- The Washington Times - Thursday, March 23, 2006

When Georgetown faces Florida in the Sweet 16 tomorrow night in Minneapolis, all eyes will be focused on the low-block battle between sophomore centers Roy Hibbert and Joakim Noah, perhaps the two hottest names in the college game.

Georgetown’s Hibbert was the runaway best player in the Dayton sub regional, averaging 18.5 points and 11.5 rebounds as the Hoyas dispatched Northern Iowa and obliterated No. 2 seed Ohio State 70-52 in their home state.

And Noah was equally impressive in Jacksonville, carrying the third-seeded Gators (29-6) to walkover victories against South Alabama and Wisconsin-Milwaukee by averaging 16.5 points, 7.5 rebounds, 6.5 assists and 4.5 blocks.

“That’s going to be a clash of the titans,” Georgetown swingman Darrel Owens said with a chuckle. “That’s a couple of seriously big bodies banging down in there.”

At 7-foot-2, 283 pounds, Hibbert has three inches and more than 50 pounds on Noah. But the “NeGator,” as he was dubbed for his shot blocking prowess, is considerably quicker than Hibbert, no doubt drawing on the athletic bloodlines of his famous father, former tennis star and French Open champion Yannick Noah.

And Noah, already known as one of the nation’s most animated players, will have a little extra spring in his size 19s for Georgetown (23-9) tomorrow.

You see, Noah lived for the blue and gray as a kid, idolizing Patrick Ewing and attending John Thompson Jr.’s annual summer hoops camps at McDonough for seven years.
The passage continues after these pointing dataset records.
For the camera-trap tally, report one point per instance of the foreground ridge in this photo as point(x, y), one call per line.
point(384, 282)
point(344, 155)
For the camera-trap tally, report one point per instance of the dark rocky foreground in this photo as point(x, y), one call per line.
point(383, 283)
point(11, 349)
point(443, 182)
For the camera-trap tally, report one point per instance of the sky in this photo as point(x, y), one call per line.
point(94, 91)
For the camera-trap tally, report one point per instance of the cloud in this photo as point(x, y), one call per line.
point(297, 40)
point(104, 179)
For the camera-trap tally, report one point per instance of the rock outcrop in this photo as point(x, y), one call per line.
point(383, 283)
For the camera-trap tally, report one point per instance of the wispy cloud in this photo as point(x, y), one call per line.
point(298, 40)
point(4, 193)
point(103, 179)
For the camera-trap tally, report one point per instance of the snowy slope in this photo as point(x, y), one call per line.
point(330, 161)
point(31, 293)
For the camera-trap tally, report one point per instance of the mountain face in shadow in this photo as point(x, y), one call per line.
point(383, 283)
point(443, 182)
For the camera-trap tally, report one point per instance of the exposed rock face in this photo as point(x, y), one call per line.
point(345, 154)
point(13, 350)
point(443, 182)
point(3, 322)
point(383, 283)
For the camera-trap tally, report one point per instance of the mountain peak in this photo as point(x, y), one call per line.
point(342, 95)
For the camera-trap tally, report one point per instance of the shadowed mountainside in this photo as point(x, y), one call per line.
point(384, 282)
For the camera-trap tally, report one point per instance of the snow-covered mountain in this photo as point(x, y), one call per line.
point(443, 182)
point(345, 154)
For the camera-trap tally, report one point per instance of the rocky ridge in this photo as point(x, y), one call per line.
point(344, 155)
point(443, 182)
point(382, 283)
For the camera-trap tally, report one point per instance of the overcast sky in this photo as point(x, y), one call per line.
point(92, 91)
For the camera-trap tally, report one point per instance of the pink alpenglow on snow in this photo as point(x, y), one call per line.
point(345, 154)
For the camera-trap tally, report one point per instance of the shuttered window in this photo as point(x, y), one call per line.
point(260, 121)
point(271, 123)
But in spite of that connection and Noah’s hopes to play on the Hilltop, former Georgetown coach Craig Esherick’s staff paid him no attention until he jumped on everybody’s radar with a big performance at the ABCD camp in the summer of 2003. By then it was too late.

“Georgetown was always my dream school, and they never recruited me,” Noah said Monday. “I felt disrespected because I remember taking my time and even asking them to come and recruit me. We had a past relationship, and they still didn’t come and even give me a chance. I thought that was kind of messed up, but hey, what goes around comes around, and I can’t wait to play them on Friday.”

Current Georgetown coach John Thompson III, who tried to recruit the Florida star to Princeton while Noah was at nearby Lawrenceville (N.J.) Prep, has nothing but respect for Noah.

“I’ve known Joakim for a long time. He started coming to Georgetown basketball camp when he was like this high,” said Thompson, indicating his waist. “You’ll have to ask him why he didn’t end up at Georgetown because I was at Princeton [when that decision was made]. We recruited him there.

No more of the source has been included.